Literary Links
J.R.R. Tolkein & C.S. Lewis
There must be something quite beguiling about the dreaming spires of Oxford in Oxfordshire that inspired writers like J.R.R. Tolkien and C.S. Lewis to produce some of their best work. Or perhaps it was Oxford’s honey-coloured buildings and centuries of traditions that fuelled their fantasies and colourful characters.
Much of the life of J.R.R. Tolkien was spent in Oxford, and it was at his home in Northmoor Road that he wrote many of his books; he was best known for The Hobbit and The Lord of the Rings. For a while, a young J.R.R. Tolkien worked for the Oxford English Dictionary based in the Old Ashmolean Building. Today the building is the Museum of the History of Science. Tolkien was laid to rest in Wolvercote Cemetery, Oxford.
Magdalen College played a very important role in the life of C.S. Lewis, where he lived whilst working on his most famed book the Chronicles of Narnia.

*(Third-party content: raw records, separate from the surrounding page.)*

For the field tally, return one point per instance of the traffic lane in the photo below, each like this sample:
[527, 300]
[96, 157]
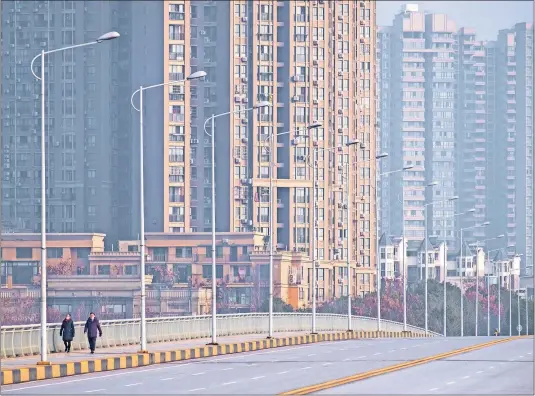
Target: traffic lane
[491, 370]
[107, 352]
[268, 374]
[172, 371]
[317, 372]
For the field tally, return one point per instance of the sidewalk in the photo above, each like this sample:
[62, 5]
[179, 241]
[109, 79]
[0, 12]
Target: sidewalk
[102, 353]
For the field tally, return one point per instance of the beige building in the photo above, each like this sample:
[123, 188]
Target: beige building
[315, 62]
[82, 276]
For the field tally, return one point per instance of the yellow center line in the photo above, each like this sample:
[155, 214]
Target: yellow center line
[384, 370]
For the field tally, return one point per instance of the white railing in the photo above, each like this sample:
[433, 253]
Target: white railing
[24, 340]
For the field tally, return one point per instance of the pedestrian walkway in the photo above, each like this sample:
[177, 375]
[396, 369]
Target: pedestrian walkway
[75, 356]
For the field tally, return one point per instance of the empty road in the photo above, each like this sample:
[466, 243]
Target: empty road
[284, 369]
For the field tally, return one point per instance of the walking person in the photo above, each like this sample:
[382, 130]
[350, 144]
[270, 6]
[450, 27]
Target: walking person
[92, 329]
[67, 332]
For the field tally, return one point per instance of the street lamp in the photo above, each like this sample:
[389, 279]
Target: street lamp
[314, 204]
[143, 319]
[477, 279]
[461, 271]
[271, 137]
[511, 295]
[214, 272]
[377, 252]
[445, 265]
[426, 253]
[105, 37]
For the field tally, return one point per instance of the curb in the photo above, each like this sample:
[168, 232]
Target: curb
[59, 370]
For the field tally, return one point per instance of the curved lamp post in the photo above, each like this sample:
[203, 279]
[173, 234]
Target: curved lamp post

Both writers were firm friends, and big chapters of their lives were played out in the colleges of Oxford where they taught. C.S. Lewis and J.R.R. Tolkien liked to meet for a drink in the Eagle and Child pub in Oxford, where they pioneered a club, the Inklings, reading aloud from current works during their regular meetings. The pub is still there so why not call in and take a look at memorabilia displayed in the Rabbit Room, which they regularly frequented, and raise a glass to them both?